It’s Gotten a Lot More Complicated: Ethics and Risk Management in the Age of Internet Communication and Information Technology

For the mental health practitioner, there have always been challenges in terms of practicing effectively and ethically. In recent years, these matters are more complicated than ever.

Technology has added the ability to communicate by visual access to voice across great distances, such as through Skype. That technology is more appealing for many psychotherapy clients than just using the telephone. However, even telephone-only therapy sessions may have risks involved, depending upon the circumstances.

A consistent emphasis of risk management and ethics pertains to privacy. The HIPAA focus on patient privacy is central. For example, the corporation that owns Skype makes no claim that it is HIPAA compliant in terms of privacy.

Privacy is also a key point in patient records. There is much discussion and considerable adoption of electronic medical records. However, practitioners and healthcare organizations must take great care that their electronic medical record management meets legal privacy standards.

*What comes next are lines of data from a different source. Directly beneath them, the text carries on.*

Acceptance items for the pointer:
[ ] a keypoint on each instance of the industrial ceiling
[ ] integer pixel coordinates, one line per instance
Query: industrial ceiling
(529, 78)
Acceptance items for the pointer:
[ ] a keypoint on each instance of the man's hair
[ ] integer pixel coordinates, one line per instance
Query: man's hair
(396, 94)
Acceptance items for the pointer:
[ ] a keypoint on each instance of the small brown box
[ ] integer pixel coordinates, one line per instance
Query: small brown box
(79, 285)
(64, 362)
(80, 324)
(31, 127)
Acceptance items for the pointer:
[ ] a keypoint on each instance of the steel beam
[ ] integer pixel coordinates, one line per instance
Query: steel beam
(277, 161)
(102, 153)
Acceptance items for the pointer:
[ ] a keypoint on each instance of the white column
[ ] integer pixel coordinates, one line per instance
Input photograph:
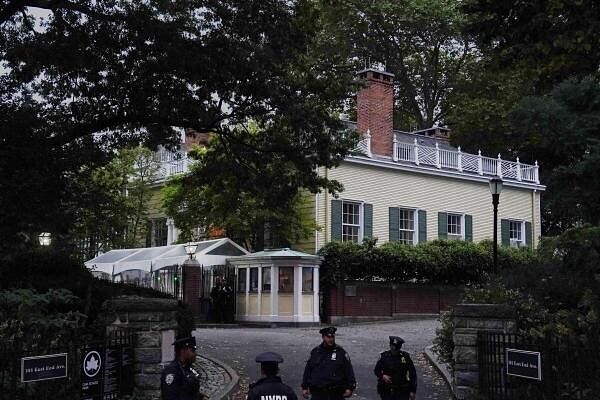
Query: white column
(499, 166)
(274, 292)
(247, 289)
(259, 292)
(416, 152)
(297, 314)
(316, 315)
(169, 231)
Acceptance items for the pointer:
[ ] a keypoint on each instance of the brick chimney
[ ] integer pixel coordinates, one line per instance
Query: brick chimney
(375, 103)
(193, 137)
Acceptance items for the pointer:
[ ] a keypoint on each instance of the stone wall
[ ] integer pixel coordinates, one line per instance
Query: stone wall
(154, 323)
(468, 320)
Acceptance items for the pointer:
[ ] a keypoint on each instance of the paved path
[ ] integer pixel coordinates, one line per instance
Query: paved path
(238, 347)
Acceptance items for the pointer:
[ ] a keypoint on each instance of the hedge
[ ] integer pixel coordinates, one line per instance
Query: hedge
(439, 261)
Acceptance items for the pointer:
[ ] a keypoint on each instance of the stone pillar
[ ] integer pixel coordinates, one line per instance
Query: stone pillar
(154, 323)
(468, 320)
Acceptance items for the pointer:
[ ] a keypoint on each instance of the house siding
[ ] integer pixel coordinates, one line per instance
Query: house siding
(386, 188)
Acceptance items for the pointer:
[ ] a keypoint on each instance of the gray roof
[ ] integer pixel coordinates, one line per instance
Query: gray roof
(277, 254)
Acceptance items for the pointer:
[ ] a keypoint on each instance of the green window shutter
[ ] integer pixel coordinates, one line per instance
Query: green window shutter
(528, 235)
(505, 232)
(336, 220)
(368, 219)
(422, 226)
(394, 224)
(442, 225)
(468, 228)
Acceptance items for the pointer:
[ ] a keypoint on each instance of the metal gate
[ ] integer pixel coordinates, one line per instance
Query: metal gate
(112, 377)
(569, 371)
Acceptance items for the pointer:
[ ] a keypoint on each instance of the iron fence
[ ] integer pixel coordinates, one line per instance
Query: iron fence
(570, 369)
(113, 382)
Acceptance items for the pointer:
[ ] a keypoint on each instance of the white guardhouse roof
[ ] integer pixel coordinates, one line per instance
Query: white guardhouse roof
(209, 252)
(277, 255)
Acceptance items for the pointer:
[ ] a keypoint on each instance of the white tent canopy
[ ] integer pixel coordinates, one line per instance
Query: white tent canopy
(209, 252)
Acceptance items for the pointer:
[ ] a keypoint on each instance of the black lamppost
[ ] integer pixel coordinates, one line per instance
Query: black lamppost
(190, 250)
(495, 189)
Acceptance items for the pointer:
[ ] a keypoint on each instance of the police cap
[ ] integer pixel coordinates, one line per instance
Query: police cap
(396, 341)
(330, 330)
(185, 342)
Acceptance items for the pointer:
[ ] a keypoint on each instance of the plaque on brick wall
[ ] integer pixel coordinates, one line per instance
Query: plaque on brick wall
(523, 363)
(350, 291)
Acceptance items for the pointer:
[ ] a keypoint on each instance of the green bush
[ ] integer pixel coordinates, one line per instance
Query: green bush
(439, 261)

Even though there are many clinical circumstances in which it would appear to make sense to conduct therapy sessions even with an older technology such as telephone, in some situations it could violate the law. For example, a practitioner may have a client who has moved out of state but wishes to continue therapy sessions by telephone. Chances are good that the practitioner is not licensed to practice in the state to which the client has moved. Therefore, depending upon the relevant state statutes and administrative regulations, the practitioner might be carrying out unlicensed practice in the state where the client resides. To be on the adequately cautious side, the practitioner may wish to contact the relevant licensing board of the state where the client lives to ask whether conducting sessions and their type of manner is permissible.

However, because a representative of that licensing board may not be a completely accurate source of information about that question, the practitioner should examine the matter further. More specifically, the therapist should find and read the relevant statute that governs licensing for that therapist’s mental health discipline to determine whether the phone therapy issue is addressed there. Also, there are likely to be administrative rules that pertain to that statute that would need to be examined in the same way.

Another important layer of complication in this matter of cross-state telephone psychotherapy is the matter of the health insurance company, assuming the client has been using their insurance and wants to continue to do so. A number of insurance companies simply do not pay for telephone sessions of any type, and others may make payment only under extremely unusual circumstances.

Obviously, a lot of communication that used to take place just by telephone now occurs via text or e-mail. A psychotherapy client might want to schedule appointments or even communicate about more substantive matters by e-mail with the psychotherapist. Once again, a core issue is the privacy and security of the e-mail.

Of course, other common Internet features, whether social media like Facebook or LinkedIn, or the fact that information about millions of people can be found just through a Google search, can complicate the patient-therapist relationship, often in awkward ways. Many therapists have commented that they have had clients who have asked to friend them on Facebook. Other clinicians have described that LinkedIn has presented them with unwanted opportunities to potentially connect with current or former clients. There have been discussions in the professional literature about ethical concerns versus possible clinical benefits of the therapist searching for online information about a client.